Tuesday, January 6, 2009

Op-Ed by Emily Shur


Emily Shur at Work © Lydia Burkhalter

Being a photographer is a great way to spend a life. It’s my job, but it’s also way way more than work. When I was asked to write a little something on what it’s like being a professional photographer, I had a very hard time honing in on how to describe what it’s actually like. I mean, what isn’t it like? We have to be artists…creative left-brain people, and at the same time, we have to be business oriented, strategic right-brain people. We have to be able to read people whether they are our clients or our subjects. We attempt to satisfy so many people with our pictures, and usually pleasing ourselves gets put on the back burner. We embark on this journey because of our love for the art and somehow have to maintain that wide-eyed optimism throughout the painful rejection and disappointment.
I can only speak from my own experiences, and I make a living as a portrait photographer. It’s funny how things work out because I would never in a million years describe myself as a “people person”. I’m not good at small talk. I’m fairly awkward in general and not very social. Honestly, I think I initially wanted to be a portrait photographer for superficial reasons. It seemed so glamorous, and I wanted the notoriety. Turns out there’s a little bit more to it, and I would probably say that I have learned more about myself than about photography in the past 10 years.
The technical stuff is easily absorbed if you are observant. Portrait work is much more about people and personalities. It’s about me as a photographer and artist trying to get my point across and just as much about capturing what the subject is willing to present. I have to form some sort of bond with my subject basically upon first meeting. I have to gain trust almost immediately. My awareness of the subject’s comfort and/or discomfort must be acute and subtle. I never want to seem unsure. I never want to seem uncompassionate. I always want to let the subject know that I am open to anything, but at the same time, I must have a focused idea of what I want from this shoot. There are many things to consider.
Over time, my want of glamour has subsided and given way to a want of meaning. I wonder if where I started will be where I end up. Making a living as a photographer is not for the weak or stupid, not for the whiny (although I have been known to whine), and definitely not for the unsure. When all else fails, and inevitably everything will fail, we need to be secure in the knowledge that this is what we are supposed to be doing…even if we are the only ones who think so. I’ll be the first to admit that self-confidence is not an easily learned trait, especially when my (and any professional photographer’s) success depends on other people’s opinion of my work.
The good part of what I do is that it’s almost never boring. Photography is mentally and physically challenging. It never allows me to become complacent or satisfied (and I see dissatisfaction as a positive mechanism). The bad part is that when you choose this as a profession, instead of simply a passion, it becomes work. Be prepared for competition, unfairness, and paperwork. Be prepared for disenchantment, but also be prepared for an extremely unique journey that I feel utterly privileged to experience.

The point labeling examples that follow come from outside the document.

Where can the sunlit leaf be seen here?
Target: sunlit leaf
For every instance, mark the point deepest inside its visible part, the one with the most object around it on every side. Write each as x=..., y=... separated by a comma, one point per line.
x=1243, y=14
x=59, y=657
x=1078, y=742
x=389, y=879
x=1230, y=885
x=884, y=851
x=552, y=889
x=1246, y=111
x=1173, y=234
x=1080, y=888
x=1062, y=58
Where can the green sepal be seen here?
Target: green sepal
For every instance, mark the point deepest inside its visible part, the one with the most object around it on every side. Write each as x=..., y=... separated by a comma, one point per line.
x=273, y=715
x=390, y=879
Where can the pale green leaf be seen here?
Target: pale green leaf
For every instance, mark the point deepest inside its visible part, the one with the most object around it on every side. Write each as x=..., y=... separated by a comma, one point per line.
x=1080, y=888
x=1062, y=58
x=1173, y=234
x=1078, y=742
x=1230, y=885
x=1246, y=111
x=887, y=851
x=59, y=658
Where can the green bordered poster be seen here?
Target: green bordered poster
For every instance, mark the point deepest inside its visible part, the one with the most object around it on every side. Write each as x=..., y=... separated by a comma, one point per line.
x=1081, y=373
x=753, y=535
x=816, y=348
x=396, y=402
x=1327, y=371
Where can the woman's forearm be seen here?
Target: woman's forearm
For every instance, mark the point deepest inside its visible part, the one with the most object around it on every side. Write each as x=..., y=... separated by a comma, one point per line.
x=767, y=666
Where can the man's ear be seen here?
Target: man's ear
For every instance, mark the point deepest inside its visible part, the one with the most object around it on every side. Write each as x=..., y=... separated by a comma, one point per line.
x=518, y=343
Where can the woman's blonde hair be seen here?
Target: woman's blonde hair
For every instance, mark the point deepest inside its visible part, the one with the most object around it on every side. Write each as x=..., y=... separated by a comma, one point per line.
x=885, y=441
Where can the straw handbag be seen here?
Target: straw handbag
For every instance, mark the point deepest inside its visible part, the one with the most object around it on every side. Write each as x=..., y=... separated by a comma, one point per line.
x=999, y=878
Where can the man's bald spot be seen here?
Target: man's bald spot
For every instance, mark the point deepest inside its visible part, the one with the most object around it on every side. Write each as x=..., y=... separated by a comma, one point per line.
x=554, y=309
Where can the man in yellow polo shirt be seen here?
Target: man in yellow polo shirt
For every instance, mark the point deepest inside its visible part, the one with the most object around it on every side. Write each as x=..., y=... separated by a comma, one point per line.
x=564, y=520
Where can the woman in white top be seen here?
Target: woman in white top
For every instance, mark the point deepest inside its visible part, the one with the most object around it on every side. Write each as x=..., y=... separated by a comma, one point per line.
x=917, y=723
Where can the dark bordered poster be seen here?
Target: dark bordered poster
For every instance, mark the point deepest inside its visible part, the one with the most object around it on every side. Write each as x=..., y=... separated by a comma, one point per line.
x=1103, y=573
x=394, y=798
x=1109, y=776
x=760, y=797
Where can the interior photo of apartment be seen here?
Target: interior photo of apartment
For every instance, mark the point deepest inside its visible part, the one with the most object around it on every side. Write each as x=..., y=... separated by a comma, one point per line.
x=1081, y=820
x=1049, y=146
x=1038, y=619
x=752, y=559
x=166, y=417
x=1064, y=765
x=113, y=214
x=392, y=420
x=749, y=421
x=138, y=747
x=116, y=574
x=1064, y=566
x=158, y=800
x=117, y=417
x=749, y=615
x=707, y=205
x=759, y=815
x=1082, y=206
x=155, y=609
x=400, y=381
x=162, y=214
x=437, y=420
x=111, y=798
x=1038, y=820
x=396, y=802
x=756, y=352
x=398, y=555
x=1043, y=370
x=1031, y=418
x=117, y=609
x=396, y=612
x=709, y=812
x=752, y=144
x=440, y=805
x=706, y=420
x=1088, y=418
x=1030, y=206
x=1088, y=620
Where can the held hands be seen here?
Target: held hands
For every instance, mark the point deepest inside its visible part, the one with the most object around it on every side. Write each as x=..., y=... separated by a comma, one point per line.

Emily Shur is photographer living in Los Angeles.

3 comments:

Anonymous said...

creative = right brain
strategic = left brain

:)

nina said...

Thanks so much, Em!

Lori Farr said...

Emily, you are so right! I too am a Professional Photographer for 23 years now. I would call myself a commercial Photographer specializing in People and Product. I am shooting more fine art for myself, which has kept my passion alive & is the best thing I have done for myself. That is advise I would give to all photogs.(I got bored with seeing so much repetition in the commercial field and wanted my work to have more meaning.) It is good to see more women in the field, but still not as many as I had thought there would be 20 years ago. I was the first woman commercial photog in my town and what a trip it has been. Upon showing my work, many male art directors asked me if I really took the photographs or if someone helped me take them? This was not a question that would have been asked by a man showing their portfolio!